Es sei, als ob zehn Telefone gleichzeitig klingeln: An welches geht man dran? Welcher Anruf ist wichtig? Oder: 100 Büroklammern liegen auf dem Tisch, suche eine bestimmte heraus – ohne Anhaltspunkte. Diesen Eindrücken seien ADHS-Kinder ausgesetzt: zu Hause, im Kindergarten und auch in der Schule, wenn es etwa darum geht, das Lineal vom Tisch zu nehmen (Büroklammer) oder eine Anweisung zu befolgen (Telefon). Die Auswirkungen sind bekannt: Sie klettern über Tische und Bänkern, bekommen plötzlich Wutausbrüche und können – ganz schwer für das Elternherz – sogar den Wunsch haben, zu sterben.

Scheitern ist vorprogrammiert

Scheitern ist vorprogrammiert. Hilfe findet sich selten, und im Alltag wird es immer schwieriger. „Alle haben gesagt, wo er nicht hingehört – aber nicht, wo er hingehört.“ Vor allem während Jonas’ Schullaufbahn. „Schule und ADHS passen nicht zusammen“, so die Autorin. In der dritten Klasse bekam ihr Sohn die Empfehlung für die Förderschule. Der Test im Krankenhaus sagte etwas anderes: Er ging zum Gymnasium, übersprang die vierte Klasse. In der achten Klasse wechselte Jonas zur Realschule, wo er auch seinen Abschluss machte.

Das Buch

Tiefe Gefühle

In ihrem Buch „Born to be hypie“ berichtet Marion Kaltenkirchen über und aus der Welt eines ADHS’lers.
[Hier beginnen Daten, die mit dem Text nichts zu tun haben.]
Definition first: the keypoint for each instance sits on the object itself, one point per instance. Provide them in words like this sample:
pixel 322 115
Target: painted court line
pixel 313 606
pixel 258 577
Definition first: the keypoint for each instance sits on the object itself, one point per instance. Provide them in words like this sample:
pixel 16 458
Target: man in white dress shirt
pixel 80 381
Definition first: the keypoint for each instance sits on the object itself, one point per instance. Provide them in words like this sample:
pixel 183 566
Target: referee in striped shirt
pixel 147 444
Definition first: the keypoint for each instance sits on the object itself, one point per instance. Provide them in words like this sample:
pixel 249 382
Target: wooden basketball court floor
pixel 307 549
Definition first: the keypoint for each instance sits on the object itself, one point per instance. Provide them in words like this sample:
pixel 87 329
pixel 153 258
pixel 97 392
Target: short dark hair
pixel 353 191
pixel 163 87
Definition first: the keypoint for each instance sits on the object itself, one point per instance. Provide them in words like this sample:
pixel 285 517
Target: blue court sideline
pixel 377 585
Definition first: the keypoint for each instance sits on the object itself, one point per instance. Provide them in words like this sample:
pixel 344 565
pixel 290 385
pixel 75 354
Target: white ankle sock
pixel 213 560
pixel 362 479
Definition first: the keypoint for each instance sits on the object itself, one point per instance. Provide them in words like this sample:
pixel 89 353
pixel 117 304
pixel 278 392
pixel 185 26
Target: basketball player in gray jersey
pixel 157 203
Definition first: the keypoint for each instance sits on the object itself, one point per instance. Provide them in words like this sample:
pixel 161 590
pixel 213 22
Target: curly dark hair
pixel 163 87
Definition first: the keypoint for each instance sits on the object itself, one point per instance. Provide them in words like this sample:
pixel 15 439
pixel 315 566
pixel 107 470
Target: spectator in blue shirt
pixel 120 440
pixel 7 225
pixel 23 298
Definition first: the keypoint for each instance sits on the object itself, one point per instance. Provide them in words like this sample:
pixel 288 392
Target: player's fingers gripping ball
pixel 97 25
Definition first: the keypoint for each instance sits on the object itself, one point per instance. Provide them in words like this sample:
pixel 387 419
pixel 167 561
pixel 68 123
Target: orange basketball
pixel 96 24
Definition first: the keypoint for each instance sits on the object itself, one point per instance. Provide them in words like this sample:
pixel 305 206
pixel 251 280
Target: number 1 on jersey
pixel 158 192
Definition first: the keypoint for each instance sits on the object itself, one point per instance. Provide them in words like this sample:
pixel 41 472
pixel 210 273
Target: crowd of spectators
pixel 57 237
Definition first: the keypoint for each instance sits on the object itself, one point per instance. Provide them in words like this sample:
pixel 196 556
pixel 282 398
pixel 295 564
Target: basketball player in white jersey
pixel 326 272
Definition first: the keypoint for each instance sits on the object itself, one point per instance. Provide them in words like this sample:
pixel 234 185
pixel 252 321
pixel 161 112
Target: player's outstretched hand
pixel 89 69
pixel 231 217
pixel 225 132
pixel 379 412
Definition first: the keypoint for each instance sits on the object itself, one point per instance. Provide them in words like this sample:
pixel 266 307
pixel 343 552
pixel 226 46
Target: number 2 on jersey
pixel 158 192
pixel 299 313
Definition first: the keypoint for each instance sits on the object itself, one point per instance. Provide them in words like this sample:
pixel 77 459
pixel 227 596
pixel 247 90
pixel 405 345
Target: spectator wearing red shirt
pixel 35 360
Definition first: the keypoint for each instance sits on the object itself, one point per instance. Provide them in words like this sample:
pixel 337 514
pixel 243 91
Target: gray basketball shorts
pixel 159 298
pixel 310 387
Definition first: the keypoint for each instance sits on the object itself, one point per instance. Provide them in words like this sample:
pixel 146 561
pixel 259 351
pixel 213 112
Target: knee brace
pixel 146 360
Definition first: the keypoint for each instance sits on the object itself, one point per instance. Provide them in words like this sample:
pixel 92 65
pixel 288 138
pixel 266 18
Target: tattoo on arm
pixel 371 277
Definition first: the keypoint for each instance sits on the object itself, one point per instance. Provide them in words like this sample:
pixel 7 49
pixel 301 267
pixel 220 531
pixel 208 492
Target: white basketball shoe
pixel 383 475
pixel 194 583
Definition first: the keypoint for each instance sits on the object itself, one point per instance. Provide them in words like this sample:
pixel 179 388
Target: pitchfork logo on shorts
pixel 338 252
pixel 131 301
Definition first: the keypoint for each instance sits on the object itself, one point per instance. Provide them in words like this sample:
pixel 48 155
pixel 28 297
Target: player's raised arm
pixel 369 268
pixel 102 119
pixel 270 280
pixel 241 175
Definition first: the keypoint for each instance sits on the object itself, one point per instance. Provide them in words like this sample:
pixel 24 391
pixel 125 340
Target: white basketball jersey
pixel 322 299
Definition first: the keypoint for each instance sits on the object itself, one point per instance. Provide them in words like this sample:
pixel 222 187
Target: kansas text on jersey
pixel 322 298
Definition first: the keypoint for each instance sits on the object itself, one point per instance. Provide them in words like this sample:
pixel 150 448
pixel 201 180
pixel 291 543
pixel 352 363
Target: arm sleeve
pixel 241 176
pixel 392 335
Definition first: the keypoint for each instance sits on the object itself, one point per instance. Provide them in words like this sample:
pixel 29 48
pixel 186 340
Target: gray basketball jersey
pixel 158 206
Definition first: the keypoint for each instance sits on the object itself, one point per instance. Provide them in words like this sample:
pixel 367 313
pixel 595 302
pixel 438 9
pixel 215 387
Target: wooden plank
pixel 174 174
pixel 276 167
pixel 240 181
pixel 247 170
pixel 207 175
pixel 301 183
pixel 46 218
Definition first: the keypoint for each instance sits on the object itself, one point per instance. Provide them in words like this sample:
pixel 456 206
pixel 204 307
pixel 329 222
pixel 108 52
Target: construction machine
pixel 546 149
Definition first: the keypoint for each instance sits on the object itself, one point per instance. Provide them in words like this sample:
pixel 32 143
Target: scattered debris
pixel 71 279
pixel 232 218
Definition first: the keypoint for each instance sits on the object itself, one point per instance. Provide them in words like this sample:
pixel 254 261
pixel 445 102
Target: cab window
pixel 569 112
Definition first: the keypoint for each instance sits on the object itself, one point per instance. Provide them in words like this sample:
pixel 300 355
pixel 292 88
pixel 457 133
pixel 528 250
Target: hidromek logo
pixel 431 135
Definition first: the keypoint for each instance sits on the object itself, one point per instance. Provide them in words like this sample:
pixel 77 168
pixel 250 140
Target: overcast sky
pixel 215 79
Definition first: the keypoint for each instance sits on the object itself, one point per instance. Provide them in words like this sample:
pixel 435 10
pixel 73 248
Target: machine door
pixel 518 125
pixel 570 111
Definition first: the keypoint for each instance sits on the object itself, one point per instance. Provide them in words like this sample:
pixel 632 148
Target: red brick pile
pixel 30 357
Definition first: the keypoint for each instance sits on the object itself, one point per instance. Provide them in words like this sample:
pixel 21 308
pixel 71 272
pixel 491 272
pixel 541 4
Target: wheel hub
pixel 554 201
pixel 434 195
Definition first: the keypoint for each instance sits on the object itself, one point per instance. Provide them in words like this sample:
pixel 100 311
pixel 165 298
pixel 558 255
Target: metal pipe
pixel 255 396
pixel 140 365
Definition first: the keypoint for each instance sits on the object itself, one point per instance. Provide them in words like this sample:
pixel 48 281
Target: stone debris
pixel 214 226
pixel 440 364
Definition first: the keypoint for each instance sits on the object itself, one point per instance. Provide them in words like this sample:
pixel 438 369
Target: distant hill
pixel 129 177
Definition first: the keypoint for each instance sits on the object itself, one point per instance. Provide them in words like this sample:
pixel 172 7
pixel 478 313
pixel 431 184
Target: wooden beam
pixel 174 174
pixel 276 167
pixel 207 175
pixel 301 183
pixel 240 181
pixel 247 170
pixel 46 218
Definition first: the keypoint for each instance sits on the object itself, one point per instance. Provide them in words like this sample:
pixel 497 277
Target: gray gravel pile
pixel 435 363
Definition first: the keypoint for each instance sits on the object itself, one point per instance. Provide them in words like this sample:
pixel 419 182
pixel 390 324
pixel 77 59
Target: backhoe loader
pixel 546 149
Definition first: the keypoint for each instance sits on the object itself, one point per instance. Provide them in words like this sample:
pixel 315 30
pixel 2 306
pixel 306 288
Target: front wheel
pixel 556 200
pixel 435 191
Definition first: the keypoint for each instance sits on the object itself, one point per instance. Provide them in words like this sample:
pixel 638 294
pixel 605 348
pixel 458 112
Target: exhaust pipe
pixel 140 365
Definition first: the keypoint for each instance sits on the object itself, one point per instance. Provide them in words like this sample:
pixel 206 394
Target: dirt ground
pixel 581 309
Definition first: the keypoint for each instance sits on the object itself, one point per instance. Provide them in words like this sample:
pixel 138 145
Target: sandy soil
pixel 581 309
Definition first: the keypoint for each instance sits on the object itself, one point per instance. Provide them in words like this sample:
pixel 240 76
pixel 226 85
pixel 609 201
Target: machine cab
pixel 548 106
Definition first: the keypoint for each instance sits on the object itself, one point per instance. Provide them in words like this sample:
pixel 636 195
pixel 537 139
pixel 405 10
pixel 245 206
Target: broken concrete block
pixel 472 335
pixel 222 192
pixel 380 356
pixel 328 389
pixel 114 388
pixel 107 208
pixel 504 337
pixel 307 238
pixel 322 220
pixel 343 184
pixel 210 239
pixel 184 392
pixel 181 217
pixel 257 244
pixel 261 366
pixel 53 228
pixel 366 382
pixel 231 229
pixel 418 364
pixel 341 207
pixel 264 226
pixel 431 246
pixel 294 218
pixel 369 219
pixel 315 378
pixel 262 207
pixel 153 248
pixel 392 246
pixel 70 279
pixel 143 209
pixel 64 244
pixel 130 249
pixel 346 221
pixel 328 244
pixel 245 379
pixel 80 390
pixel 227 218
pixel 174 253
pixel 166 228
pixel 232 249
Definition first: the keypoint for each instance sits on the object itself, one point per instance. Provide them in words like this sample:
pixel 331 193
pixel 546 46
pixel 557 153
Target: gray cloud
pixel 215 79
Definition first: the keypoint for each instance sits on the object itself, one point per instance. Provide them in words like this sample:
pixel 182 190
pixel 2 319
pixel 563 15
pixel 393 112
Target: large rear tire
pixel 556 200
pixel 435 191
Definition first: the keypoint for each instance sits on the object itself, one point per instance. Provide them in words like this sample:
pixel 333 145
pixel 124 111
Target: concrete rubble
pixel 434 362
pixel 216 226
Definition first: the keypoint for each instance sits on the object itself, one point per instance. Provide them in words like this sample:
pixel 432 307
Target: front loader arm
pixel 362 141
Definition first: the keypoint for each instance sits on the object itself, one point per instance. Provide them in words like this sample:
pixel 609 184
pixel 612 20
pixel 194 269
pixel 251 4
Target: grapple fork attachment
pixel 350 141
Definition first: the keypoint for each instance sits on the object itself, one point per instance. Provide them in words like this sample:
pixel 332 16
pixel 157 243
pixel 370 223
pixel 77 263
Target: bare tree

Ihr Sohn (heute 21) war immer anders als die anderen. Sie schreibt über alle Höhen und Tiefen, findet Worte für die durchlebten Gefühle – von Verzweiflung, Traurigkeit und Selbsthass, über Angst und Aggression bis hin zu Lebensfreude und ansteckendem Lachen. Das Buch kostet im Handel 12,50 Euro. Weitere Infos gibt es im Internet: www.born-to-be-hypie.de

Er wechselte auch deshalb, weil er sich – mit 13 Jahren – gegen Medikamente entschieden hatte, die ihn zumindest während der Klassenarbeiten beruhigen sollten. „Wisst ihr, wie weh das tut, wenn mich keiner so mag wie ich bin?“, fragte Jonas seine Mutter, als es um die Medikation ging.

Die Eltern Kaltenkirchen trugen und tragen die Entscheidung ihres Kindes mit. Und das gibt die heute 54-Jährige auch anderen Betroffenen mit auf den Weg: „Ohne wenn und aber hinter den Kindern zu stehen!“ Eltern von ADHS-Kindern brauchen ein tiefes Verständnis, müssen feste Strukturen schaffen, um ihnen Halt zu geben. Und sie sollten die Körperwahrnehmung fördern. Dabei ist Familie Kaltenkirchen auch ungewöhnliche Wege gegangen: Mit Bleibändern an den Fußgelenken empfand Jonas den Boden unter den Füßen näher – und fühlte sich symbolisch mit seinen Eltern verbunden.